The ALJ’s original August 2014 ruling, which included a finding of violation of Section 337 based on patent infringement, was adopted by the Commission in December 2014.  Respondents appealed to the Federal Circuit seeking review, inter alia, of the domestic industry determination.  While their appeal was pending, the Federal Circuit decided the Lelo case.  Almost one year later, on March 17, 2016, the ITC moved the Federal Circuit to remand the appeal in light of Lelo, and that motion was granted.  The ITC then itself remanded the investigation back to ALJ Pender to apply Lelo to the existing record and to reconsider the prior conclusion that there was “significant investment” in plant, equipment, or labor as required by the statute.

Applying Lelo, the ALJ found that the domestic industry requirement was not satisfied and, therefore, there could be no violation of the statute.  First, the ALJ considered the evidence of domestically supplied components, finding it “axiomatic” under Lelo that “the amount a complainant spends to purchase components manufactured in the United States is immaterial to the economic prong analysis.”  Next, the ALJ considered the claims that investments in “clinical education, service and repair, and customer service” were “quantitatively significant.”  Here, the ALJ found that Complainants’ arguments “conflate[d]” qualitative arguments with quantitative arguments.  The ALJ found a “comparative analysis” of investment to costs of goods sold “indicative” of “the quantitative insignificance of [complainants’] domestic expenditures in clinical education, service and repair, and customer service.”
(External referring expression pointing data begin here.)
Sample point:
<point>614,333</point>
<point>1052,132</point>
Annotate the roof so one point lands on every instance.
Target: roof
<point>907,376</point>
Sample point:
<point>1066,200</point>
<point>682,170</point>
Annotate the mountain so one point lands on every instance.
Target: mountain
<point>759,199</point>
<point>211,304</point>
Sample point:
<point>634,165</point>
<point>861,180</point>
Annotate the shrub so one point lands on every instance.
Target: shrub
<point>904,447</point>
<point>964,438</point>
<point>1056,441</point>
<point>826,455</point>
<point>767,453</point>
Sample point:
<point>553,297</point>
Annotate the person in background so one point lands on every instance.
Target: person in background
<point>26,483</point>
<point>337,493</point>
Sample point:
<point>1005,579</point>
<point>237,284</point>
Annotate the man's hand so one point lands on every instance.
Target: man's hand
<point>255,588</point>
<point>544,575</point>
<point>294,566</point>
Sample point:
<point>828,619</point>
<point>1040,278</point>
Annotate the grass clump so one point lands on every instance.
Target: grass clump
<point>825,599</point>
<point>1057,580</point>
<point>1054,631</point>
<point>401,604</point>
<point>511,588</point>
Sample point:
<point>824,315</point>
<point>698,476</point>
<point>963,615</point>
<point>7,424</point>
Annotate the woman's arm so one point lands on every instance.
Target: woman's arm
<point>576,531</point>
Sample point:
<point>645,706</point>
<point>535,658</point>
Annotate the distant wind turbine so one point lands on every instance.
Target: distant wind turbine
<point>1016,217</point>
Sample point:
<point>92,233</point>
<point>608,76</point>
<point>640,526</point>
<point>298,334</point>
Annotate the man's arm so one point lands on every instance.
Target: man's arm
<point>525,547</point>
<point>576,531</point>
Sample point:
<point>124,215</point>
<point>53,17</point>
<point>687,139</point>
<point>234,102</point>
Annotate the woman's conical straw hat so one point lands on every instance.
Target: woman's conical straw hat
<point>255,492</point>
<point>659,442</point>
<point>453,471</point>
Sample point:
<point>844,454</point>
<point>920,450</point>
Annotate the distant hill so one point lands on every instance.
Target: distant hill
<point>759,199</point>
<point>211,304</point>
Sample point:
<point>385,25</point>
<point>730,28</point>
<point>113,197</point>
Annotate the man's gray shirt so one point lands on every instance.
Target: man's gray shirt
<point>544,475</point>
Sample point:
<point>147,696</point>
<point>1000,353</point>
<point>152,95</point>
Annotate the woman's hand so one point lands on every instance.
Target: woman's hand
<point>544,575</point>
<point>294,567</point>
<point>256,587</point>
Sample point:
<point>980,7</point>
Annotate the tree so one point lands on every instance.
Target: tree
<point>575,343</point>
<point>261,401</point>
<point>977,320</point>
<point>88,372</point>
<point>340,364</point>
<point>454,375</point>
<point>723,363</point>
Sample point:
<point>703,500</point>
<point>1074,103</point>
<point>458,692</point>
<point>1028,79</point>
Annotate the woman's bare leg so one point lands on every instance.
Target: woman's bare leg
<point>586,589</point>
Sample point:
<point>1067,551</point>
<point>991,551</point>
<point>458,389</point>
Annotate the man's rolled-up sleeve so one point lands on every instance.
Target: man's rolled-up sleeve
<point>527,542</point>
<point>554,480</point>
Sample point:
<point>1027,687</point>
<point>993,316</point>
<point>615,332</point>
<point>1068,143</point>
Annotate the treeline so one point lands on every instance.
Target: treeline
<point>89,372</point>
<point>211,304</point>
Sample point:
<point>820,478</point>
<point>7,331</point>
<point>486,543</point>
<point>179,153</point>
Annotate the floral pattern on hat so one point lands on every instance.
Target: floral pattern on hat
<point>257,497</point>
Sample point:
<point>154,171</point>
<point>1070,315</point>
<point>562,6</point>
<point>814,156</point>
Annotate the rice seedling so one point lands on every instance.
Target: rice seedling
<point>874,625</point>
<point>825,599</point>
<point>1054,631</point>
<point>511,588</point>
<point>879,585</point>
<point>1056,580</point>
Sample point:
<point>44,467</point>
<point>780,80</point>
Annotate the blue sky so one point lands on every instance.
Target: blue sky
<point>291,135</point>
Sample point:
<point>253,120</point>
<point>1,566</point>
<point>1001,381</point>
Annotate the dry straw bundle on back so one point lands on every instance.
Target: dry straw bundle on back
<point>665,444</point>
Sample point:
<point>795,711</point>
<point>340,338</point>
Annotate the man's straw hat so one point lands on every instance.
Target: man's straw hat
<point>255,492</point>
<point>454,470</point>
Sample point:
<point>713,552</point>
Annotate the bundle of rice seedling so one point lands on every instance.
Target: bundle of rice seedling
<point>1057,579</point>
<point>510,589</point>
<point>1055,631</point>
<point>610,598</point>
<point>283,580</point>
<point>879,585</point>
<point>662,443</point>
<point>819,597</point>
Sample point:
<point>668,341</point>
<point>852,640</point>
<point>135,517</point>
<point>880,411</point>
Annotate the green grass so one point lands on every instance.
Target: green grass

The ALJ’s decision is subject to discretionary review by the ITC.  Because the domestic industry requirement is a so-called “gatekeeping” requirement unique to Section 337, many of the legal developments worth tracking occur at the agency level, in cases such as this one.  It will be interesting to see whether the ITC decides to review the decision and, if so, what it says about the ALJ’s application of Lelo to this case and whether it provides more general guidance for the application of Lelo in future cases.